Une ferme géante naît au mépris des petits paysans

C’est un empire agricole qui a été vendu dans la Vienne. Environ 10 millions d’euros pour 2 121 hectares, soit l’équivalent de 1 484 terrains de foot douze sociétés, des bâtiments agricoles, des logements, du matériel dont un silo d’une capacité de 16 000 tonnes, et des parts dans plusieurs autres sociétés. Dans ce département, la surface moyenne d’une exploitation est de 116 hectares. Ce domaine représente l’équivalent de dix-huit fermes dans le secteur, l’équivalent d’un carré de 20 km2.
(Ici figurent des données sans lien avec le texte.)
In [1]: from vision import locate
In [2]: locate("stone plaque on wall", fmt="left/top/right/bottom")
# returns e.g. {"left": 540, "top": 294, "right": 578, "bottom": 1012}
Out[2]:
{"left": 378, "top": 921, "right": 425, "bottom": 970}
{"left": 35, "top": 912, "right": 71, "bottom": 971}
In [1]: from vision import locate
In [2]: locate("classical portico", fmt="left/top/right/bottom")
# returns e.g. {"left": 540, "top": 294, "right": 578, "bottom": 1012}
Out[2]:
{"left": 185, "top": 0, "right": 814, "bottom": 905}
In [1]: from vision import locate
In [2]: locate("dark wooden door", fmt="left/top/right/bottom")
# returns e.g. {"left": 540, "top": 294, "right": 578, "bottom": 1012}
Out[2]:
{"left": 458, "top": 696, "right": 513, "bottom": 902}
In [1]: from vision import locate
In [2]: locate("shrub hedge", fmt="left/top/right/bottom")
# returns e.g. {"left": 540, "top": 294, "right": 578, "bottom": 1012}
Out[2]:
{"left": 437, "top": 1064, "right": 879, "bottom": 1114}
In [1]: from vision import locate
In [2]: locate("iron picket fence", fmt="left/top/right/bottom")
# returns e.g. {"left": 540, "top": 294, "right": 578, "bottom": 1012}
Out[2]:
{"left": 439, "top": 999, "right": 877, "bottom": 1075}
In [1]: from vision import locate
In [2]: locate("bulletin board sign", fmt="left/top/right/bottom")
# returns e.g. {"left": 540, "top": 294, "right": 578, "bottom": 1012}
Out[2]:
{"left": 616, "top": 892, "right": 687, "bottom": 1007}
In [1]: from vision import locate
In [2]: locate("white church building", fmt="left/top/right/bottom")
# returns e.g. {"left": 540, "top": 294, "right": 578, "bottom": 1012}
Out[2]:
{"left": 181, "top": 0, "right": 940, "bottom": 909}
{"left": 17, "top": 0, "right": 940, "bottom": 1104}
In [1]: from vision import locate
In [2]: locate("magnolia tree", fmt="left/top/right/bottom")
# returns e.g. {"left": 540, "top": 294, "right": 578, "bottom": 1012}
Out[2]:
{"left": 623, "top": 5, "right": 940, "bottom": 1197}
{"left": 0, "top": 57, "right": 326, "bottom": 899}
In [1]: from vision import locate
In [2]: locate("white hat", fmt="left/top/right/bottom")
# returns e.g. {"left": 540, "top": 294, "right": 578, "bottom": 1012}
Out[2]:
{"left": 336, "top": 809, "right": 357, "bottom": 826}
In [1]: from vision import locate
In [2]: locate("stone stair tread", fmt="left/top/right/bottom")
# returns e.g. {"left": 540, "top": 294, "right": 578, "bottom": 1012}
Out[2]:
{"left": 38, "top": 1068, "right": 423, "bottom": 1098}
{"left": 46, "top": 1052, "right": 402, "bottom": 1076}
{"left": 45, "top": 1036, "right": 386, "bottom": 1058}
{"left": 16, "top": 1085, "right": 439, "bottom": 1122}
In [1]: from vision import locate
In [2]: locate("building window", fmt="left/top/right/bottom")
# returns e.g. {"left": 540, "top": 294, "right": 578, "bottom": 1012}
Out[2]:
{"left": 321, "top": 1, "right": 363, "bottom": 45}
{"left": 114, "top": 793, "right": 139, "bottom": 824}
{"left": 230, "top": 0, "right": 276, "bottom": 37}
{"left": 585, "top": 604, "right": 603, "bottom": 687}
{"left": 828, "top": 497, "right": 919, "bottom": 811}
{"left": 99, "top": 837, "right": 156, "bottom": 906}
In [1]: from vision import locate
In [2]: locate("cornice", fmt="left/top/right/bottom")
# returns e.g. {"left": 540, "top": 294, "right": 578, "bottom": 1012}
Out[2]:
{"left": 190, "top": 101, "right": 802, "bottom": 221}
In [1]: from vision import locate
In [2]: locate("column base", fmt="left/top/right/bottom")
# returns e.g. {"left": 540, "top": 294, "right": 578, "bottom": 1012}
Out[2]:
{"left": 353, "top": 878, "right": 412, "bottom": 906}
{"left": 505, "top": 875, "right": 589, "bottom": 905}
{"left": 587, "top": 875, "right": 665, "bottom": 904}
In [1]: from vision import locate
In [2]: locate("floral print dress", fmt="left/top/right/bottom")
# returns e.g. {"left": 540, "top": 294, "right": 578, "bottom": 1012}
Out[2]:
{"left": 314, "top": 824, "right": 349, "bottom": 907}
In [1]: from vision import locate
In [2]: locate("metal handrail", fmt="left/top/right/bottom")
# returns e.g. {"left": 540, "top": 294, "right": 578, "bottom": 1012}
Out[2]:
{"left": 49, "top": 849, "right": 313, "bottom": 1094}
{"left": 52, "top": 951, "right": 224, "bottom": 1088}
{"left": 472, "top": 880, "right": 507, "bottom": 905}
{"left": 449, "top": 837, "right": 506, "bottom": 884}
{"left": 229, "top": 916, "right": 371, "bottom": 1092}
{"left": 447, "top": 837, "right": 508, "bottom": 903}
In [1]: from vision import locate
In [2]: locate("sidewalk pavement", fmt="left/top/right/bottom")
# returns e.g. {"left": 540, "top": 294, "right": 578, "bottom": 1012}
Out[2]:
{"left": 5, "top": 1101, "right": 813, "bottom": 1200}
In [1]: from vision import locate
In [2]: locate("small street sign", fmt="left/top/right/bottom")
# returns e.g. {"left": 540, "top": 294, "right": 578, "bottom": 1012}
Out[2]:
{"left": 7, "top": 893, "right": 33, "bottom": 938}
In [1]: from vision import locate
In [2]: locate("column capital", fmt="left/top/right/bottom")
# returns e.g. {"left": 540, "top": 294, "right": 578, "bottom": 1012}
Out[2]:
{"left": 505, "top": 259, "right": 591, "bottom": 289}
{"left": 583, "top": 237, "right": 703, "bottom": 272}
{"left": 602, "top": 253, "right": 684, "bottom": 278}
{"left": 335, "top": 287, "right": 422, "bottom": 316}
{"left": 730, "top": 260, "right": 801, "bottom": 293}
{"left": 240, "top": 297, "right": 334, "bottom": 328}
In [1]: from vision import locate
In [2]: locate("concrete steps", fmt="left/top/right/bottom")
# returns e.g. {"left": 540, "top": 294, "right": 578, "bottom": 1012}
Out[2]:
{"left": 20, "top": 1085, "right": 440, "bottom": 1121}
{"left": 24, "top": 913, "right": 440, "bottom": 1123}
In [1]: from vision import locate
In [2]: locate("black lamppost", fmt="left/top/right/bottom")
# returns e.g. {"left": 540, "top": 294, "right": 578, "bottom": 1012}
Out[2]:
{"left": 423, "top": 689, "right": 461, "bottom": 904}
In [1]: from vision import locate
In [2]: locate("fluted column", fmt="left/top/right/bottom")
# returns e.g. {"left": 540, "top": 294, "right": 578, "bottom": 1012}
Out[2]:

Impossible pour un agriculteur de se payer ce royaume, trop grand, trop cher. L’exploitation située à Cissé a été vendue en une seule fois à une seule entité, l’entreprise Agro Team, qui n’a même pas encore d’existence légale.

La Safer, la société d’aménagement foncier et d’établissement rural, a pour mission de veiller sur les ventes de terres agricoles en France. C’est elle qui s’est occupée de ce dossier. Dans un communiqué du 10 novembre, elle a annoncé que cette cession « hors norme par sa taille et sa complexité » permettra l’installation de trois agriculteurs et le maintien de neuf emplois salariés. Soit trois chefs d’exploitation à la tête de 707 hectares chacun. Le schéma directeur régional des exploitations agricoles — la feuille de route officielle de l’agriculture régionale — indique qu’un agrandissement est excessif au-delà de 180 hectares par chef d’exploitation. La transaction a pourtant bel et bien eu lieu.

Les candidats à la reprise avaient jusqu’à la fin août pour déposer leur dossier. Vu l’ampleur du royaume, le prix s’annonçait élevé. Environ 10 millions d’euros donc. Une somme hors de portée des paysans candidats à l’installation. « À l’échelle de la vie professionnelle d’un agriculteur, les montants sont tels qu’une personne ne peut pas se positionner en tant qu’acheteur, ça ne peut être qu’une société, explique Tanguy Martin, chargé de plaidoyer à Terre de liens, une fondation qui achète des terres agricoles pour installer des paysans avec de l’épargne citoyenne. Cette ferme est l’exemple édifiant de la financiarisation et de la concentration de l’agriculture. On a déjà vu des ventes de mégafermes, mais cette fois, c’est avec l’accompagnement de la Safer et la validation de l’État. »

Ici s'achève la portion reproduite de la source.